Cheilochromis euchilus – Malawi Thick Lip
Cheilochromis euchilus has the common name Malawi Thick Lip. The scientific name partly comes from the Greek: cheilos means lip, euchilus comes from the Greek eugenus = well created. Tilapia is a latinised word from Tswana, thiape means fish. Combined the name means something like Fish with the well-created lips. The species was first described by Trewavas in 1935 as Haplochromis euchilus.
Over time this species has been redescribed a couple of time giving it several synonyms: Chilotilapia euchilus, Pseudohaplochromis euchilus, Cyrtocara euchilus, Cyrtocara euchila, Haplochromis euchilus.
This species has a fairly high body which is somewhat compressed laterally. The wild-caught specimens from rocky areas are characterized by their clearly visible thickened lips. In aquarium bred specimens or specimens from sandy areas, these thickenings are often missing due to the different way of foraging.
Adult males color blue with yellow accents on the scales. The throat gets an iridescent green above the blue. The dorsal fin shows a white stripe at the top with yellow dots. The anal fin shows a red color with blue dots. The females are gray / silver in color with 3 dark stripes on their flanks. One runs just below the dorsal fin, one at the height of the eye and the last one is lighter in color that runs low on their flank.
They are peaceful towards other species, but they can display some aggression towards conspecifics.
Cheilochromis euchilus is found throughout Lake Malawi, mostly in the transitional biotopes of sandy plains to rocks. Some of them can only be found above sandy substrates.

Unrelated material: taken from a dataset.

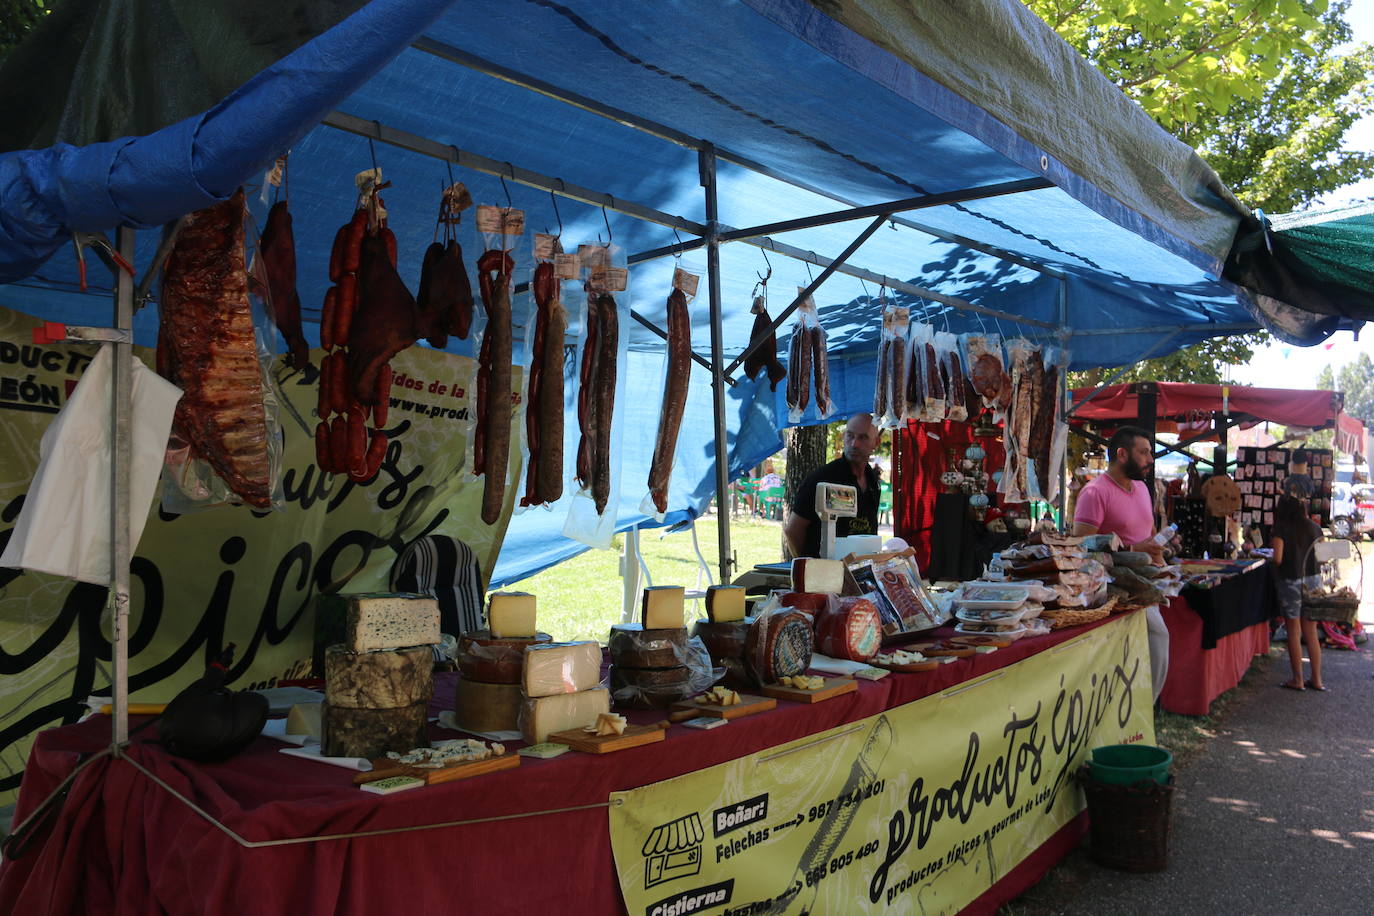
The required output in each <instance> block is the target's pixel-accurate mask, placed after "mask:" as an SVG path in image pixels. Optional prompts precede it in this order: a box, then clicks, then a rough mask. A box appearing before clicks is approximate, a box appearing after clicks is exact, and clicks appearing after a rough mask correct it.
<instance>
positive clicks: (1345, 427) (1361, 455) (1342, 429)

Cheilochromis euchilus searches for invertebrates between the rocks and aufwuchs. They seal off a piece of rock with their lips and the invertebrates are sucked in. Due to the many contacts with the rocks, their lips grow into thick pads. The fish that only occur above the sandy substrate therefore miss the thick lips (just like aquarium bred specimens). In the aquarium they must be fed with a variety of frozen food and vegetables such as spirulina flakes. Just like other Malawi cichlids, they should not be fed tubifex or red mosquito.